We all live in the atmosphere, and we’re all intimately familiar with its different moods. The weather can change from day to day and from place to place, and superimposed on that short-term variability are larger scale patterns of climate variability, both temporal (the seasons, slower natural cycles like El Niño, responses to point events such as volcanic eruptions, as well as longer term trends due to human influence or other factors) and spatial (Manila is warmer than Vladivostok!).
Understanding all the factors involved in the variability of weather and climate is a big topic, but people who study the dynamics of the atmosphere have observed that short-term variations (day-to-day weather) tend to be more random and less predictable than some longer-term variations. One way of thinking about this is that there is some large-scale nonlinear dynamics that influences the slower variations, and shorter-term random variations are forced on top of that.
In some senses, everyone has experience of this: it’s quite common, even in the middle of winter in many places, to experience periods of a few days of fine weather in between periods of atrocious weather. On a weather map this might appear as a stable region of high pressure hanging around for a few days before being swept off to be replaced by storms and rain.
So, can we do some science to try to understand some aspects of what’s going on here? In this little study, we’re going to use a single atmospheric data set that’s reasonably easy to explain and the data analysis approach from Daan Crommelin’s paper to try to answer these questions:
Can we identify these more stable patterns in the atmosphere, these patterns that “hang around”?

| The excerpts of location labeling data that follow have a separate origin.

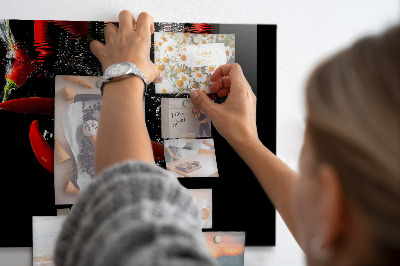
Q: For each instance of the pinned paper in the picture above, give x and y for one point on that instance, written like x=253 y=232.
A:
x=226 y=247
x=188 y=60
x=63 y=212
x=178 y=120
x=205 y=55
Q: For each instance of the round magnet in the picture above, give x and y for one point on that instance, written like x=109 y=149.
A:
x=186 y=102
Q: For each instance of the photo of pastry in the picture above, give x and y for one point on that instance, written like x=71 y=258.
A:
x=191 y=157
x=45 y=230
x=226 y=247
x=204 y=199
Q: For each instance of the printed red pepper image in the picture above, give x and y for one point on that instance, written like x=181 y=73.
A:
x=20 y=71
x=42 y=41
x=76 y=28
x=158 y=151
x=42 y=150
x=36 y=105
x=203 y=28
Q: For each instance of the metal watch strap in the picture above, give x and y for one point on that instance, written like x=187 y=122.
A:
x=135 y=72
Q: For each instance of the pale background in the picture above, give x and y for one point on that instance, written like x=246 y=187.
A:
x=307 y=32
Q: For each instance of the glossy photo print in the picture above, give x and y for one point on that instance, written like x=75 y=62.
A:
x=191 y=157
x=204 y=199
x=180 y=118
x=188 y=60
x=226 y=247
x=45 y=230
x=77 y=112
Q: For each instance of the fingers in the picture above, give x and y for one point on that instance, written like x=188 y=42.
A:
x=110 y=31
x=232 y=70
x=225 y=82
x=126 y=22
x=223 y=92
x=157 y=75
x=145 y=23
x=97 y=48
x=203 y=102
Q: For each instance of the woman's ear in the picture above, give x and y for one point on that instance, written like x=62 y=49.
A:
x=332 y=208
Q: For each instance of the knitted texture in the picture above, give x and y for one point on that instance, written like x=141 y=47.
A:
x=134 y=213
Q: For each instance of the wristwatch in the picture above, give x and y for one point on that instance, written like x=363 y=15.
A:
x=120 y=71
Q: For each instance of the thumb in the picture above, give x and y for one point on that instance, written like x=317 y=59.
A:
x=157 y=75
x=202 y=101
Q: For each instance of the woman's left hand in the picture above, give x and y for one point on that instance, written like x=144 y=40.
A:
x=129 y=43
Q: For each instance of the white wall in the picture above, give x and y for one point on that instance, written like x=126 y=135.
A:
x=307 y=32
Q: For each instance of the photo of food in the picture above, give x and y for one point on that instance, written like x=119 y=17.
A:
x=188 y=60
x=77 y=112
x=204 y=199
x=45 y=230
x=226 y=247
x=191 y=157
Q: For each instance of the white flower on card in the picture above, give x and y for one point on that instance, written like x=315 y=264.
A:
x=199 y=76
x=185 y=78
x=203 y=87
x=211 y=69
x=229 y=52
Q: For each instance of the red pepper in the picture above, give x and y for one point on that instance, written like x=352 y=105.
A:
x=30 y=105
x=43 y=152
x=42 y=41
x=203 y=28
x=19 y=72
x=158 y=151
x=76 y=28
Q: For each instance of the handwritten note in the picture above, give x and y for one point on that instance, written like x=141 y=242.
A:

Can we convince ourselves that these patterns are in some sense real, and not just an artefact of whatever data analysis approach we use?
Given that we can identify such patterns, can we then identify preferred sequences of transitions between them? Or put another way, is there any predictability in the transitions between these patterns that might hint at some deterministic component to the dynamics driving them?
We’re going to take a brutally instrumental approach to atmospheric physics, dynamical systems theory, and a dozen other fields. I am going to lie outrageously to steer us out of deep waters, I am going to skim fearlessly past technical details, “funnies” and many interesting topics on which an interested reader could base a whole PhD thesis. Instead, I’m going to focus on the data analysis tasks we need to do to follow the chain of reasoning in the paper. I will try to introduce just as much atmospheric physics and dynamical systems theory as is needed to understand what’s going on and to motivate the data analysis, but no more.
I think of scientific data analysis as involving four main steps: data intake, pre-processing, the main analyses and data visualisation. In a typical problem, you’ll iterate over some or all of these steps multiple times. As we work on our atmospheric data analysis problem, we’ll see aspects of each of these four steps:
The data that we’re going to use is held in NetCDF files, and we’ll use some of the techniques from the last post to read and process these in Haskell.
The data we’re going to use is a very general “reanalysis” data set that contains lots of different atmospheric data at relatively high spatial resolution. We’re going to be interested in large-scale patterns in the Northern Hemisphere winter atmosphere, so we’re going to do some spatial and temporal subsetting, and we’re also going to remove the seasonal cycle from our data (I’ll explain why later). All of these tasks are common pre-processing steps when dealing with climate data. We’ll write our pre-processed data into a NetCDF file for further analysis.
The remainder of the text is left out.